This is all very fascinating and instructive, but I can’t help but worry that a study like this highlights another type of inequality… of math and logic skills. The respondents were asked to “indicate what percent of wealth they thought each of the quintiles ideally should hold, again starting with the top 20% and ending with the bottom 20%.” I seriously wonder if you explained that making the 2nd and 3rd quintile each hold 20% of the wealth meant that they would each be perfectly equal and have no disparity in wealth and making the top quintile hold only about 30% of the wealth meant that the “richest” wouldn’t be very rich in a relative sense. If you look at the graph that averages out everyone’s preference in the study it seems like Americans prefer that almost no differences in wealth exist at all. Do Americans understand that distributing wealth in the way they did doesn’t mean that wealth is progressively¬†tiered down but means that everyone has almost the same wealth with the richest having slightly more and the poorest slightly less?

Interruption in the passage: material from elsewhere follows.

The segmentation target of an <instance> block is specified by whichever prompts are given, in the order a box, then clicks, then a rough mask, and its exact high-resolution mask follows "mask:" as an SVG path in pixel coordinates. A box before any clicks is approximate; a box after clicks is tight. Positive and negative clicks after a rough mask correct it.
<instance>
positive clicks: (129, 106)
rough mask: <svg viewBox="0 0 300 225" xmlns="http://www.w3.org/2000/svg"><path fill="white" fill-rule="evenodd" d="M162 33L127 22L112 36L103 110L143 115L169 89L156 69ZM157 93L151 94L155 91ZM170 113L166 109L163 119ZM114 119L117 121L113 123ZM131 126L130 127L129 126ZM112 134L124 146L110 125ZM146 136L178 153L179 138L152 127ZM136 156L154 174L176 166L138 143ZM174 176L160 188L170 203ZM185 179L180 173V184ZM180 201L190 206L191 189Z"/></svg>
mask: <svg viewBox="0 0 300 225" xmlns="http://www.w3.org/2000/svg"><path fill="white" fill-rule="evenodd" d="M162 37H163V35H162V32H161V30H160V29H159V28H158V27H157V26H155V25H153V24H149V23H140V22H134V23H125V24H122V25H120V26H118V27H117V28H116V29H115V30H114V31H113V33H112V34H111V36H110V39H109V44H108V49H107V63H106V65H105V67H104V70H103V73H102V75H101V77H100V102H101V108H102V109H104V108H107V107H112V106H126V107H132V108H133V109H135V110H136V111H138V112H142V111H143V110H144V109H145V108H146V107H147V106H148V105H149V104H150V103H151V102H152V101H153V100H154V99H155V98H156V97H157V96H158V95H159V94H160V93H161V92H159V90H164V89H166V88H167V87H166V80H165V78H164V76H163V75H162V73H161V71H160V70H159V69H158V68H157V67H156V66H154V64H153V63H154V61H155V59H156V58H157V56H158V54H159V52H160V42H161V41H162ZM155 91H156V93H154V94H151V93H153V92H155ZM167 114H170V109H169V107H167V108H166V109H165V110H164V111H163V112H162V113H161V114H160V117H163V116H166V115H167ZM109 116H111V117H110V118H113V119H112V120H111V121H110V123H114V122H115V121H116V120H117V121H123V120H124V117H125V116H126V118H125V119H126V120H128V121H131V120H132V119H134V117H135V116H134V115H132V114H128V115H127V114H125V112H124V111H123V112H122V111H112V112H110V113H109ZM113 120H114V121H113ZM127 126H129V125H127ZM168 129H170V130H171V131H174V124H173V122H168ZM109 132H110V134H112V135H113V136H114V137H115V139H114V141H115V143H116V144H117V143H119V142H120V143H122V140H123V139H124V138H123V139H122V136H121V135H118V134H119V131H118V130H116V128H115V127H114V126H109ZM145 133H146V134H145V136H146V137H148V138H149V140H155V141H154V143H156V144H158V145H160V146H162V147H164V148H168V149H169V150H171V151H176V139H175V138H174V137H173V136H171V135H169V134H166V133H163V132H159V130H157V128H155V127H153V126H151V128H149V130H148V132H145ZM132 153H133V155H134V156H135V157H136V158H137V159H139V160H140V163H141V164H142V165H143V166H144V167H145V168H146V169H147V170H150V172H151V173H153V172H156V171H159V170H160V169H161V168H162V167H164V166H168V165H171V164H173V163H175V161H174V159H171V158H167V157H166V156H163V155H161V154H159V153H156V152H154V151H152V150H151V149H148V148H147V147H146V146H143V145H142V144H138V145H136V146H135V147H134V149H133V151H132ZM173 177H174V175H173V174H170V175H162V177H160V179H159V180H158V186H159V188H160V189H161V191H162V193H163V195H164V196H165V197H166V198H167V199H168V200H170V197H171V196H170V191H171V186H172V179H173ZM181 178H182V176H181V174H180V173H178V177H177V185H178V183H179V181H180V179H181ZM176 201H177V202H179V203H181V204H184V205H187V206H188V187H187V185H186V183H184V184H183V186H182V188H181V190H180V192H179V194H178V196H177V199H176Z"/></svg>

Unfortunately, I can’t find an actual poll asking specifically if rich people deserve their extra wealth, but I remember reading that many Americans feel that they do. [Source anyone?] Greg Mankiw’s latest paper certainly is representative of that view. Ariely is a great behavioral economist that regularly shows that people give answers by how the question is framed. There is no doubt that Americans would prefer less inequality – there is little doubt less inequality would be a good thing – but I’m left wondering more about the possible disparity in their understanding.